Sebastian Diaz described his lab's work to generate THz/infrared light from radiation through a process where excited electrons emit photons as they relax. This is a portable and easier way to generate light from a solid-state source and will be harnessed to improve the functioning of scanners and plasmonic data transceivers. He also mentioned the creation of a scattering near-field optical microscope.
Neville Luhmann highlighted his lab's high-speed cameras for the millimeter-wave imaging needed to detect and control dangerous turbulence within fusion reactors. They are also creating nanometer-scale cameras for medical applications through nano-CNC manufacturing and lithographic approaches.
Houman Houmayoun works closely with the federal government and technology firms to enhance privacy and trust in artificial intelligence. He serves as the director of the National Science Foundation's Center for Hardware and Embedded Systems Security and Trust (CHEST), which has over 100 participants. His research uncovered a potential security vulnerability in the IoT that could affect medical devices.
Anh-Vu Pham talked about his millimeter-wave and terahertz integrated circuit research, in part funded by Keysight Technologies. Also, Pham is developing a full software-defined ultrawideband radar system for ground penetration radar application using developed wide bandwidth circuits and antennas from his group. His group integrates all hardware components and develops data collection and imaging algorithms for demonstrating the ground penetration radar system.
Students Take the Floor
Graduate and undergraduate students presented their work in a virtual poster session. Graduate presentations covered topics ranging from computer engineering to integrated circuits and systems, sensing, imaging, signal processing, photonic and electronic devices, and RF-to-THz electronics and waves. Undergraduates demonstrated their senior design projects and work from the Texas Instruments-sponsored EE-Emerge course sequence.

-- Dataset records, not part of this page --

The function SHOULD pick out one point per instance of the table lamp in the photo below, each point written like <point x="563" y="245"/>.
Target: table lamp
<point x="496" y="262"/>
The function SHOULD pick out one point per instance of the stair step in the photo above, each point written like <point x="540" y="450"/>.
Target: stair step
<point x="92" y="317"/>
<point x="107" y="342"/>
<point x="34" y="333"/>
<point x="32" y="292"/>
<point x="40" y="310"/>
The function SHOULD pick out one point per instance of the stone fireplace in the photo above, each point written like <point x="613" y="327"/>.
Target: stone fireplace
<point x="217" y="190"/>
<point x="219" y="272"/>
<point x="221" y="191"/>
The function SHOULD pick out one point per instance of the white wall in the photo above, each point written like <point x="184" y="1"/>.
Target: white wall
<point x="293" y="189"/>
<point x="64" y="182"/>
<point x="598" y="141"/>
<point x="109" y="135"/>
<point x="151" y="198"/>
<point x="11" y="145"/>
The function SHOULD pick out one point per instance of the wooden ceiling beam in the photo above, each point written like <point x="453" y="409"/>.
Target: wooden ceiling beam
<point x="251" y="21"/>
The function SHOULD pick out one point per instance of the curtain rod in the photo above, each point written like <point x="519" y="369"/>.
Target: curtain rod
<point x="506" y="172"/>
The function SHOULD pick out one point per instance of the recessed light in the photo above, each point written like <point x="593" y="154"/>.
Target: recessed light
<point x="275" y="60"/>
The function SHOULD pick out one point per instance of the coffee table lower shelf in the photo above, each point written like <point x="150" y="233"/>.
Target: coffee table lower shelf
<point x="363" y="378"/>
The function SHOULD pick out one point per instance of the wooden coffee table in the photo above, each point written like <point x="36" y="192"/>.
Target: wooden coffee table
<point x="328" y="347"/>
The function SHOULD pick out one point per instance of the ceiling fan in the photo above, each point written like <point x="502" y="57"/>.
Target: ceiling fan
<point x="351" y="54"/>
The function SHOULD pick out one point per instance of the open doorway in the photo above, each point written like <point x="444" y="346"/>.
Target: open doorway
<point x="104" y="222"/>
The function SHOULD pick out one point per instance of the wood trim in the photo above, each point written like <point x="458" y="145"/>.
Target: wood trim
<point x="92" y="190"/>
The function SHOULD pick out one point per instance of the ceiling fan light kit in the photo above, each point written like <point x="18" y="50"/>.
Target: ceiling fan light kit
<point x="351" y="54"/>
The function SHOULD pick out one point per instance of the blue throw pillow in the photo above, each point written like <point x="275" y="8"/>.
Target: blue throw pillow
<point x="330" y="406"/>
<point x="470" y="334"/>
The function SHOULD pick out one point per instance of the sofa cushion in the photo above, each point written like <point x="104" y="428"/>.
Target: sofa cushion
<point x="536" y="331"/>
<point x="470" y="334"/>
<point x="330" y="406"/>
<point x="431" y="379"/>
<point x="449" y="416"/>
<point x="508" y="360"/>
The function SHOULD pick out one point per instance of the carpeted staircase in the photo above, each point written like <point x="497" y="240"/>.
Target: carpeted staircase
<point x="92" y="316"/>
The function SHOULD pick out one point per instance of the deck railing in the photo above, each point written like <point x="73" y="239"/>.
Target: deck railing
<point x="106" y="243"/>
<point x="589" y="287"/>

In the virtual poster presentation and discussion, the students presented lively and informative demonstrations. These included presentations on a process to track wine fermentation through chemistry, a medical device to alert patients who lack nerve sensation in the area that they have a full bladder, a fetal pulse oximetry detection system for use during labor and delivery, tools to test newborns for potential heart problems, a touchless organ that plays notes based on the distance of a user’s hand from the instrument, and a robot that can identify and retrieve candies of particular colors.
Overall, the day was inspiring and enlivening, and organizers are excited for the ECExpo to return next year.